The Bay is a C-shaped inlet of the Irish Sea and is about 10 kilometres wide along its north-south base, and 7 km in length to its apex at the centre of the city of Dublin; stretching from Howth Head in the north to Dalkey Point in the south. North Bull Island is situated in the northwest part of the bay, where one of two major inshore sandbanks lie, and features a 5 km long sandy beach, Dollymount Strand, fronting an internationally recognised wildfowl reserve.

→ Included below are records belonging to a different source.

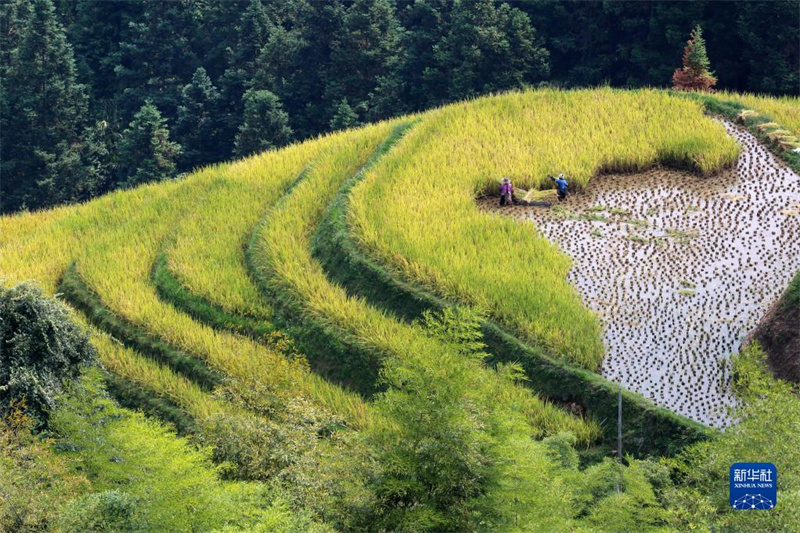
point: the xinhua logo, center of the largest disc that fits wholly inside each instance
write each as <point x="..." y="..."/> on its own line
<point x="753" y="486"/>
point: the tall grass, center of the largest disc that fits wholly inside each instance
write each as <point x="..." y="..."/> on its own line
<point x="115" y="241"/>
<point x="206" y="251"/>
<point x="415" y="211"/>
<point x="784" y="109"/>
<point x="283" y="253"/>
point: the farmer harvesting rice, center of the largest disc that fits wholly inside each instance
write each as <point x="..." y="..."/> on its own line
<point x="506" y="192"/>
<point x="561" y="186"/>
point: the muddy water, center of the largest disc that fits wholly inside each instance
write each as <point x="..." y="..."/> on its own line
<point x="679" y="269"/>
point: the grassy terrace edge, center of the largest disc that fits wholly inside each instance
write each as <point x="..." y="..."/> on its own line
<point x="75" y="291"/>
<point x="172" y="291"/>
<point x="730" y="109"/>
<point x="342" y="361"/>
<point x="648" y="429"/>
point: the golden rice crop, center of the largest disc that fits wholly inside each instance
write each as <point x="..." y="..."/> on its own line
<point x="284" y="250"/>
<point x="429" y="229"/>
<point x="115" y="241"/>
<point x="206" y="252"/>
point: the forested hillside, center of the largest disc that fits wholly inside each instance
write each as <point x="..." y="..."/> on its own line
<point x="102" y="95"/>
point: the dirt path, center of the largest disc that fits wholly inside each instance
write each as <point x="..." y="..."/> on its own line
<point x="680" y="269"/>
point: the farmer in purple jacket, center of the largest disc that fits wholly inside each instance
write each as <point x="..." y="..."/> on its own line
<point x="506" y="192"/>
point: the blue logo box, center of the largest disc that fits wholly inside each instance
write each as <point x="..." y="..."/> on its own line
<point x="753" y="486"/>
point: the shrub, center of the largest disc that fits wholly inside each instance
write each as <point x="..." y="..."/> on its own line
<point x="110" y="510"/>
<point x="34" y="481"/>
<point x="41" y="349"/>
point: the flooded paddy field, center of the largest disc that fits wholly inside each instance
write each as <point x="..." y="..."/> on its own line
<point x="679" y="268"/>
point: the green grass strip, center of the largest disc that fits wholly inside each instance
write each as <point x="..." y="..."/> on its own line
<point x="80" y="295"/>
<point x="648" y="429"/>
<point x="730" y="109"/>
<point x="343" y="362"/>
<point x="133" y="396"/>
<point x="170" y="289"/>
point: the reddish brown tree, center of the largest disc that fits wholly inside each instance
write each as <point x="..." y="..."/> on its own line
<point x="695" y="74"/>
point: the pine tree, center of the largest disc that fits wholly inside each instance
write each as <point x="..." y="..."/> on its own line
<point x="145" y="151"/>
<point x="487" y="48"/>
<point x="200" y="122"/>
<point x="265" y="124"/>
<point x="695" y="74"/>
<point x="345" y="117"/>
<point x="43" y="109"/>
<point x="156" y="59"/>
<point x="363" y="52"/>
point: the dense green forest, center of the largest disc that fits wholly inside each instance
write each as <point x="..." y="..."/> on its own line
<point x="101" y="95"/>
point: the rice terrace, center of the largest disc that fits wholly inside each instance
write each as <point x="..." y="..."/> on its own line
<point x="527" y="308"/>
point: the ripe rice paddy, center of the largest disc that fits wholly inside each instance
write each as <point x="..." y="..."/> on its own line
<point x="426" y="229"/>
<point x="680" y="269"/>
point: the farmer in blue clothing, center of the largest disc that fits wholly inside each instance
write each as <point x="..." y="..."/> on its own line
<point x="506" y="192"/>
<point x="561" y="186"/>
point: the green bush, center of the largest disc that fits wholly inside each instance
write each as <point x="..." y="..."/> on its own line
<point x="169" y="483"/>
<point x="107" y="511"/>
<point x="41" y="348"/>
<point x="35" y="482"/>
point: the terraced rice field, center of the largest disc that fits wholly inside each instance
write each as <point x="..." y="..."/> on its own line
<point x="184" y="282"/>
<point x="680" y="269"/>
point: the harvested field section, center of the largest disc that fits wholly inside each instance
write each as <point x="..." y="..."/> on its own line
<point x="679" y="268"/>
<point x="427" y="227"/>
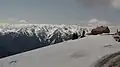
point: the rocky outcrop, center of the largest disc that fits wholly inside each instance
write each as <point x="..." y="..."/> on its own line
<point x="100" y="30"/>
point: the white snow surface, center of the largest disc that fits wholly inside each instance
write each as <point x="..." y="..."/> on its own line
<point x="74" y="53"/>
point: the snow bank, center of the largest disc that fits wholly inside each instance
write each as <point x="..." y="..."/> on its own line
<point x="75" y="53"/>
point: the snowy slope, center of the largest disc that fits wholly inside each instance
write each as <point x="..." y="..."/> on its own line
<point x="16" y="38"/>
<point x="75" y="53"/>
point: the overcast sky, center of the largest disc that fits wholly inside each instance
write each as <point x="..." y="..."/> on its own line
<point x="60" y="11"/>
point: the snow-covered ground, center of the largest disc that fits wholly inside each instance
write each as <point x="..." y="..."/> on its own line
<point x="74" y="53"/>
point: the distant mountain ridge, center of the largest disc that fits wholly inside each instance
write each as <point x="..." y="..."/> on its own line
<point x="17" y="38"/>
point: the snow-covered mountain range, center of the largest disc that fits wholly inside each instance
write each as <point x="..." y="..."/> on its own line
<point x="17" y="38"/>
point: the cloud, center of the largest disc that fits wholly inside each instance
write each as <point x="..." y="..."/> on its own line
<point x="100" y="3"/>
<point x="23" y="21"/>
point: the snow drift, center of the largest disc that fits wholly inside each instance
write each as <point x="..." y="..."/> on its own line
<point x="16" y="38"/>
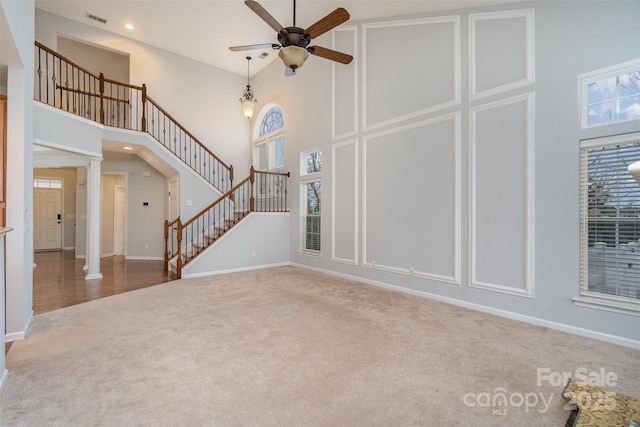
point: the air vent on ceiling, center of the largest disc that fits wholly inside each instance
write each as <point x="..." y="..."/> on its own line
<point x="96" y="18"/>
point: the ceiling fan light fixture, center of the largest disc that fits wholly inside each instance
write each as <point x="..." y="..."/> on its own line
<point x="248" y="101"/>
<point x="293" y="56"/>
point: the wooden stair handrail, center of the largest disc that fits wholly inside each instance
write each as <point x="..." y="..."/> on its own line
<point x="218" y="200"/>
<point x="145" y="98"/>
<point x="187" y="132"/>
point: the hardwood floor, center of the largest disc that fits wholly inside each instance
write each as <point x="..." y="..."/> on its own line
<point x="58" y="279"/>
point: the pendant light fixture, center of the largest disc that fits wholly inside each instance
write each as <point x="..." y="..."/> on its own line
<point x="247" y="100"/>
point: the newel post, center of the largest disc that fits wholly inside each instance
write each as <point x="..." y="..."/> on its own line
<point x="101" y="98"/>
<point x="252" y="179"/>
<point x="144" y="107"/>
<point x="179" y="260"/>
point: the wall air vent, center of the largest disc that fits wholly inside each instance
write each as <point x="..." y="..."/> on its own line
<point x="96" y="18"/>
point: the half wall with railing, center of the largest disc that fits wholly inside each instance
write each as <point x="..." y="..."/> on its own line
<point x="63" y="84"/>
<point x="261" y="191"/>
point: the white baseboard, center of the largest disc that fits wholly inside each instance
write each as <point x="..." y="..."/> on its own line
<point x="233" y="270"/>
<point x="3" y="379"/>
<point x="613" y="339"/>
<point x="20" y="335"/>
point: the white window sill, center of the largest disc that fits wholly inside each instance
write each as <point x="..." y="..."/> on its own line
<point x="608" y="303"/>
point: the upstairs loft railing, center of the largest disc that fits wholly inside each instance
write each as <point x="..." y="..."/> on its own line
<point x="66" y="85"/>
<point x="261" y="191"/>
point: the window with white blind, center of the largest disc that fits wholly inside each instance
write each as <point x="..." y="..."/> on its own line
<point x="310" y="198"/>
<point x="610" y="222"/>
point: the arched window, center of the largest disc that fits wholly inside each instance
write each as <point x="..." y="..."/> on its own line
<point x="268" y="147"/>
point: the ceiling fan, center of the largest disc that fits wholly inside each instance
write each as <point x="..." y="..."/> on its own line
<point x="294" y="41"/>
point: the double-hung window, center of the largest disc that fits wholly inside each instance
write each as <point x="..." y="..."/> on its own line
<point x="610" y="223"/>
<point x="310" y="198"/>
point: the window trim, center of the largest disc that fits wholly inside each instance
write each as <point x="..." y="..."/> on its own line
<point x="269" y="139"/>
<point x="592" y="76"/>
<point x="303" y="215"/>
<point x="303" y="164"/>
<point x="587" y="298"/>
<point x="305" y="179"/>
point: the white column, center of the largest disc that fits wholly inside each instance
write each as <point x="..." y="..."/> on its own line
<point x="93" y="220"/>
<point x="3" y="364"/>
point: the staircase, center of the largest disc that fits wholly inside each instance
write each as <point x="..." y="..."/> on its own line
<point x="69" y="87"/>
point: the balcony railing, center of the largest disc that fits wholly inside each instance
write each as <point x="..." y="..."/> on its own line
<point x="66" y="85"/>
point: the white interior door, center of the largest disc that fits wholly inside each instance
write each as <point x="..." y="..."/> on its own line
<point x="47" y="219"/>
<point x="120" y="220"/>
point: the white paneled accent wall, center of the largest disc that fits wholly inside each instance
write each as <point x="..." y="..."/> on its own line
<point x="501" y="51"/>
<point x="411" y="199"/>
<point x="502" y="197"/>
<point x="344" y="121"/>
<point x="410" y="68"/>
<point x="344" y="224"/>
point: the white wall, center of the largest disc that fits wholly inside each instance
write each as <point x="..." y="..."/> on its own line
<point x="144" y="223"/>
<point x="17" y="29"/>
<point x="456" y="175"/>
<point x="202" y="98"/>
<point x="108" y="183"/>
<point x="259" y="241"/>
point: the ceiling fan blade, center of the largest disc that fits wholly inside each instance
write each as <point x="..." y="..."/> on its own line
<point x="266" y="16"/>
<point x="254" y="46"/>
<point x="333" y="55"/>
<point x="327" y="23"/>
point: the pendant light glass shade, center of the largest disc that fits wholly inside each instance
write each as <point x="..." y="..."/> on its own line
<point x="248" y="101"/>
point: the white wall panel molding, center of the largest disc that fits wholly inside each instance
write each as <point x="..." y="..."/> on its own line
<point x="502" y="196"/>
<point x="501" y="52"/>
<point x="345" y="84"/>
<point x="431" y="60"/>
<point x="417" y="204"/>
<point x="344" y="206"/>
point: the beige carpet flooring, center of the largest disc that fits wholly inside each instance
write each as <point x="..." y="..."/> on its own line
<point x="291" y="347"/>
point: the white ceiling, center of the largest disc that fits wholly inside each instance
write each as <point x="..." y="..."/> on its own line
<point x="204" y="29"/>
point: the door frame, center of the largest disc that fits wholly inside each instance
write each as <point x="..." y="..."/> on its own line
<point x="61" y="190"/>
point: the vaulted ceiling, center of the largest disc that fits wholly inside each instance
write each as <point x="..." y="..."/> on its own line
<point x="204" y="29"/>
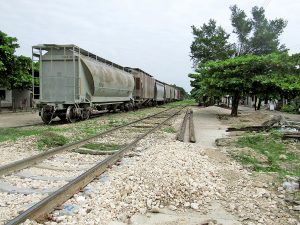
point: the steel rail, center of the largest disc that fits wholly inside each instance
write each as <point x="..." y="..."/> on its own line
<point x="191" y="128"/>
<point x="24" y="163"/>
<point x="180" y="136"/>
<point x="41" y="210"/>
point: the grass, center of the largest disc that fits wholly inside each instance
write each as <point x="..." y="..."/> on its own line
<point x="170" y="130"/>
<point x="102" y="146"/>
<point x="13" y="134"/>
<point x="50" y="139"/>
<point x="280" y="158"/>
<point x="16" y="133"/>
<point x="80" y="130"/>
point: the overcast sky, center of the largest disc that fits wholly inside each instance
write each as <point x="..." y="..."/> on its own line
<point x="154" y="35"/>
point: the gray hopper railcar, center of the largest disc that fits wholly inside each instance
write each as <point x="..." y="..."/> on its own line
<point x="144" y="91"/>
<point x="73" y="80"/>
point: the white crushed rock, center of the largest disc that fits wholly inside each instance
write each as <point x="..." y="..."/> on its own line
<point x="16" y="203"/>
<point x="11" y="151"/>
<point x="167" y="173"/>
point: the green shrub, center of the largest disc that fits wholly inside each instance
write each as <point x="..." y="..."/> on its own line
<point x="289" y="108"/>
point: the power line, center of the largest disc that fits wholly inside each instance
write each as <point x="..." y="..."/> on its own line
<point x="266" y="3"/>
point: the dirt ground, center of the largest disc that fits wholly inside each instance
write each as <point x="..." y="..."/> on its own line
<point x="10" y="119"/>
<point x="227" y="193"/>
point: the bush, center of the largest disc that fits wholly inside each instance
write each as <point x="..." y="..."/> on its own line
<point x="289" y="108"/>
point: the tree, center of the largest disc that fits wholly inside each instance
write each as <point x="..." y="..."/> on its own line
<point x="238" y="76"/>
<point x="183" y="93"/>
<point x="14" y="70"/>
<point x="210" y="43"/>
<point x="256" y="35"/>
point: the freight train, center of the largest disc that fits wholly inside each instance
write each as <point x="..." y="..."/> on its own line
<point x="72" y="82"/>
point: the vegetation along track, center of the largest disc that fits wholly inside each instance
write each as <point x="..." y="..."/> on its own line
<point x="62" y="175"/>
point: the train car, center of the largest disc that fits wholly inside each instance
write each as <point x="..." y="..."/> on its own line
<point x="159" y="96"/>
<point x="72" y="81"/>
<point x="172" y="97"/>
<point x="177" y="94"/>
<point x="168" y="93"/>
<point x="144" y="88"/>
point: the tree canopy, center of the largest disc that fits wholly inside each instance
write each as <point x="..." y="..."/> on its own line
<point x="247" y="67"/>
<point x="15" y="71"/>
<point x="210" y="43"/>
<point x="250" y="74"/>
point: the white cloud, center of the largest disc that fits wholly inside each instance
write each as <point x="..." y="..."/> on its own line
<point x="154" y="35"/>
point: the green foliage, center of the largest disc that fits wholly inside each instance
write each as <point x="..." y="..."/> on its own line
<point x="256" y="35"/>
<point x="50" y="139"/>
<point x="249" y="74"/>
<point x="15" y="71"/>
<point x="289" y="109"/>
<point x="13" y="134"/>
<point x="238" y="70"/>
<point x="210" y="43"/>
<point x="102" y="146"/>
<point x="183" y="93"/>
<point x="270" y="146"/>
<point x="170" y="130"/>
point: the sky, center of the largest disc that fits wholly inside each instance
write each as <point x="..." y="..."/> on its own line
<point x="153" y="35"/>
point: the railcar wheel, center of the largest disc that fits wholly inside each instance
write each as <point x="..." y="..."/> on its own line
<point x="126" y="107"/>
<point x="86" y="113"/>
<point x="46" y="116"/>
<point x="122" y="108"/>
<point x="71" y="114"/>
<point x="62" y="117"/>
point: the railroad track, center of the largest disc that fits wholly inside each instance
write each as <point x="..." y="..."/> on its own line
<point x="61" y="172"/>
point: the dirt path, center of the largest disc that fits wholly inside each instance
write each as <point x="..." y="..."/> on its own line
<point x="167" y="182"/>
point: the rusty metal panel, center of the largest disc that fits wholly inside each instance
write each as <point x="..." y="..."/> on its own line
<point x="144" y="84"/>
<point x="172" y="92"/>
<point x="59" y="73"/>
<point x="168" y="91"/>
<point x="159" y="91"/>
<point x="108" y="82"/>
<point x="176" y="94"/>
<point x="148" y="87"/>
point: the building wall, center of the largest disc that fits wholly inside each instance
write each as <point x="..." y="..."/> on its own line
<point x="21" y="99"/>
<point x="7" y="101"/>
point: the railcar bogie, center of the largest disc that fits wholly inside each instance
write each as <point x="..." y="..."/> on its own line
<point x="73" y="82"/>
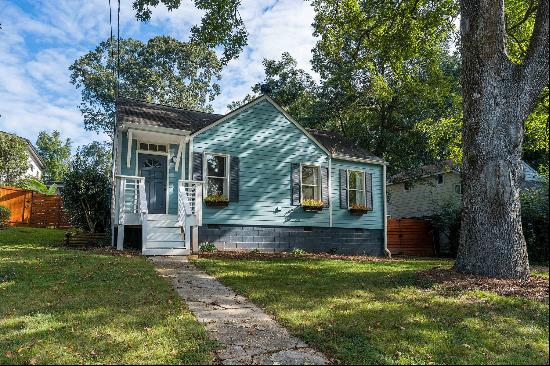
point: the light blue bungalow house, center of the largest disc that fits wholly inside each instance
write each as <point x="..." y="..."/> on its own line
<point x="251" y="179"/>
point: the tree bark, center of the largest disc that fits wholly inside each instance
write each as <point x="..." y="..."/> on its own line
<point x="497" y="98"/>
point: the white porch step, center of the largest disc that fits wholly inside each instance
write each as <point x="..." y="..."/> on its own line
<point x="166" y="251"/>
<point x="162" y="217"/>
<point x="164" y="236"/>
<point x="165" y="245"/>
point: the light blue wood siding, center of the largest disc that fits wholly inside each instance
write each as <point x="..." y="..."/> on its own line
<point x="266" y="143"/>
<point x="173" y="176"/>
<point x="341" y="217"/>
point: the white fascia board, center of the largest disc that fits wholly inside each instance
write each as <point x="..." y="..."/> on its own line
<point x="359" y="160"/>
<point x="142" y="127"/>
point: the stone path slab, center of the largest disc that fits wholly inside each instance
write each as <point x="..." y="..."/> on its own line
<point x="247" y="334"/>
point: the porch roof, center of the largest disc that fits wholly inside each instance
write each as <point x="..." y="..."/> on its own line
<point x="156" y="115"/>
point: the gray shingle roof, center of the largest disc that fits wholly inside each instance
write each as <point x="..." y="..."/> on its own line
<point x="340" y="145"/>
<point x="157" y="115"/>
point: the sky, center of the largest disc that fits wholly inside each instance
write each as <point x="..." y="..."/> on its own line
<point x="40" y="39"/>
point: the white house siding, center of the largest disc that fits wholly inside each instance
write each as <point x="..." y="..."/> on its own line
<point x="424" y="198"/>
<point x="34" y="167"/>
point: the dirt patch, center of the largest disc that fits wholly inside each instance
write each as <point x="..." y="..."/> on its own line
<point x="535" y="288"/>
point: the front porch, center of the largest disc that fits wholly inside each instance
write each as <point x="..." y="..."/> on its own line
<point x="152" y="193"/>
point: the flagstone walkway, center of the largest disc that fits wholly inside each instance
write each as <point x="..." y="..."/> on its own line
<point x="246" y="333"/>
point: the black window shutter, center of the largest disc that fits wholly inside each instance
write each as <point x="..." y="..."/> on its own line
<point x="295" y="184"/>
<point x="368" y="189"/>
<point x="197" y="166"/>
<point x="324" y="186"/>
<point x="234" y="179"/>
<point x="343" y="188"/>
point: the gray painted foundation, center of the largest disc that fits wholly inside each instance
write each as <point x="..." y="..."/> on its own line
<point x="286" y="238"/>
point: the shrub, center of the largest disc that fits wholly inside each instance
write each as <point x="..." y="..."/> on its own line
<point x="87" y="189"/>
<point x="534" y="220"/>
<point x="447" y="222"/>
<point x="4" y="216"/>
<point x="298" y="251"/>
<point x="207" y="247"/>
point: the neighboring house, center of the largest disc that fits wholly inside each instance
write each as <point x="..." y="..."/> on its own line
<point x="436" y="186"/>
<point x="36" y="166"/>
<point x="168" y="160"/>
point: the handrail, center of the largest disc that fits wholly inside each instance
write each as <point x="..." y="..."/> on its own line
<point x="191" y="181"/>
<point x="129" y="177"/>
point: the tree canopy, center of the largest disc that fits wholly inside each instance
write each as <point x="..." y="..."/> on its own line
<point x="163" y="70"/>
<point x="221" y="24"/>
<point x="55" y="153"/>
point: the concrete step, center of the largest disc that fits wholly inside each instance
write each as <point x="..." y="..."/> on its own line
<point x="152" y="236"/>
<point x="164" y="229"/>
<point x="155" y="244"/>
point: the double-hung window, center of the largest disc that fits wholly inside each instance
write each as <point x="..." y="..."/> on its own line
<point x="356" y="187"/>
<point x="311" y="182"/>
<point x="217" y="179"/>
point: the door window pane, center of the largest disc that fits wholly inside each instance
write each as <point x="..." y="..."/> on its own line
<point x="215" y="165"/>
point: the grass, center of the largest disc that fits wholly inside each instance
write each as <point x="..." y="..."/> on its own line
<point x="378" y="313"/>
<point x="66" y="306"/>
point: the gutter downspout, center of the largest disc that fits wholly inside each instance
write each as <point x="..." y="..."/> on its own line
<point x="330" y="191"/>
<point x="386" y="250"/>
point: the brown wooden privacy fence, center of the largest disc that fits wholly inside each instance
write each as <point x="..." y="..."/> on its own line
<point x="410" y="237"/>
<point x="19" y="202"/>
<point x="29" y="208"/>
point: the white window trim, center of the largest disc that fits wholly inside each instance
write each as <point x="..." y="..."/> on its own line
<point x="205" y="172"/>
<point x="319" y="186"/>
<point x="364" y="190"/>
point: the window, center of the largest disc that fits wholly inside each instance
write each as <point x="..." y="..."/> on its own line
<point x="217" y="182"/>
<point x="458" y="188"/>
<point x="356" y="187"/>
<point x="311" y="182"/>
<point x="151" y="163"/>
<point x="152" y="147"/>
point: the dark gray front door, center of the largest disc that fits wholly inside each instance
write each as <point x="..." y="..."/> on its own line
<point x="153" y="168"/>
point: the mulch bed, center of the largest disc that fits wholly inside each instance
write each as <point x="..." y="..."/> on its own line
<point x="288" y="255"/>
<point x="535" y="288"/>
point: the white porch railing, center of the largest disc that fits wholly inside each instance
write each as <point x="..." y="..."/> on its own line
<point x="130" y="199"/>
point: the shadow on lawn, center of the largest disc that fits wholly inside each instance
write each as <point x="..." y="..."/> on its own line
<point x="380" y="313"/>
<point x="76" y="307"/>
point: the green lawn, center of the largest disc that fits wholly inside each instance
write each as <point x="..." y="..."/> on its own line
<point x="378" y="312"/>
<point x="68" y="306"/>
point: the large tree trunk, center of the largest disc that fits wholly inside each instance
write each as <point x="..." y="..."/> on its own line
<point x="497" y="98"/>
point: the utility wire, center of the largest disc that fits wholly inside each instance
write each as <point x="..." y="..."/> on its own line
<point x="118" y="52"/>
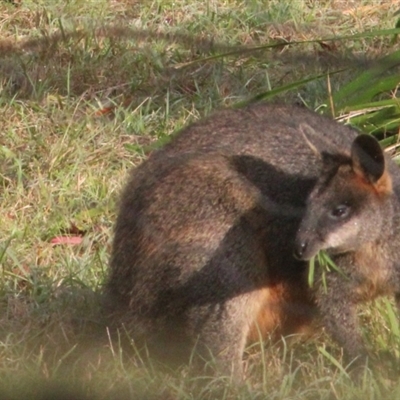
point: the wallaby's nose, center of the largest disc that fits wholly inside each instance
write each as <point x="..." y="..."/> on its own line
<point x="299" y="250"/>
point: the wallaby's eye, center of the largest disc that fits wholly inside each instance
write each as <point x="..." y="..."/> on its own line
<point x="339" y="212"/>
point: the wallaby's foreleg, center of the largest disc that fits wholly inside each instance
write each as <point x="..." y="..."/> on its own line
<point x="222" y="334"/>
<point x="338" y="306"/>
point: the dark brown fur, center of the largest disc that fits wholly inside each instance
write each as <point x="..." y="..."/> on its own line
<point x="203" y="245"/>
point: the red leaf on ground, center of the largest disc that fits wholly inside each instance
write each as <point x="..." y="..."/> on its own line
<point x="70" y="240"/>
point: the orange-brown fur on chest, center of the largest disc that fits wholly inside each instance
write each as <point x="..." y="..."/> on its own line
<point x="283" y="309"/>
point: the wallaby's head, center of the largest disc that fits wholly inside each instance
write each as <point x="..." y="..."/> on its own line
<point x="349" y="203"/>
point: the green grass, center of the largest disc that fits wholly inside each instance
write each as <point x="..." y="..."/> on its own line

Many of the rivers of Dublin reach the Irish Sea at Dublin Bay: the River Liffey, with the River Dodder flow received less than 1 km inland, River Tolka, and various smaller rivers and streams.

Dublin Bay FAQs

There are approximately ten beaches and bathing spots around Dublin Bay: Dollymount Strand; Forty Foot Bathing Place; Half Moon bathing spot; Merrion Strand; Bull Wall; Sandycove Beach; Sandymount Strand; Seapoint; Shelley Banks; Sutton, Burrow Beach

There are slipways on the north side of Dublin Bay at Clontarf, Sutton and on the southside at Dun Laoghaire Harbour, and in Dalkey at Coliemore and Bulloch Harbours.

Dublin Bay is administered by a number of Government Departments, three local authorities and several statutory agencies. Dublin Port Company is in charge of navigation on the Bay.

Dublin Bay is approximately 70 sq kilometres or 7,000 hectares. The Bay is about 10 kilometres wide along its north-south base, and seven km in length east-west to its peak at the centre of the city of Dublin; stretching from Howth Head in the north to Dalkey Point in the south.

Dun Laoghaire Harbour on the southside of the Bay has an East and West Pier, each one kilometre long; this is one of the largest human-made harbours in the world. There also piers or walls at the entrance to the River Liffey at Dublin city known as the Great North and South Walls. Other harbours on the Bay include Bulloch Harbour and Coliemore Harbours both at Dalkey.

There are two marinas on Dublin Bay. Ireland's largest marina with over 800 berths is on the southern shore at Dun Laoghaire Harbour. The other is at Poolbeg Yacht and Boat Club on the River Liffey close to Dublin City.

Car and passenger Ferries operate from Dublin Port to the UK, Isle of Man and France. A passenger ferry operates from Dun Laoghaire Harbour to Howth as well as providing tourist voyages around the bay.

Dublin Bay has two Islands. Bull Island at Clontarf and Dalkey Island on the southern shore of the Bay.

The River Liffey flows through Dublin city and into the Bay. Its tributaries include the River Dodder, the River Poddle and the River Camac.

Dollymount, Burrow and Seapoint beaches

Approximately 1,500 boats from small dinghies to motorboats to ocean-going yachts. The vast majority, over 1,000, are moored at Dun Laoghaire Harbour which is Ireland's boating capital.

In 1981, UNESCO recognised the importance of Dublin Bay by designating North Bull Island as a Biosphere because of its rare and internationally important habitats and species of wildlife. To support sustainable development, UNESCO’s concept of a Biosphere has evolved to include not just areas of ecological value but also the areas around them and the communities that live and work within these areas. There have since been additional international and national designations, covering much of Dublin Bay, to ensure the protection of its water quality and biodiversity. To fulfil these broader management aims for the ecosystem, the Biosphere was expanded in 2015. The Biosphere now covers Dublin Bay, reflecting its significant environmental, economic, cultural and tourism importance, and extends to over 300km² to include the bay, the shore and nearby residential areas.

On the Southside at Dun Laoghaire, there is the National Yacht Club, Royal St. George Yacht Club, Royal Irish Yacht Club and Dun Laoghaire Motor Yacht Club as well as Dublin Bay Sailing Club. In the city centre, there is Poolbeg Yacht and Boat Club. On the Northside of Dublin, there is Clontarf Yacht and Boat Club and Sutton Dinghy Club. While not on Dublin Bay, Howth Yacht Club is the major north Dublin Sailing centre.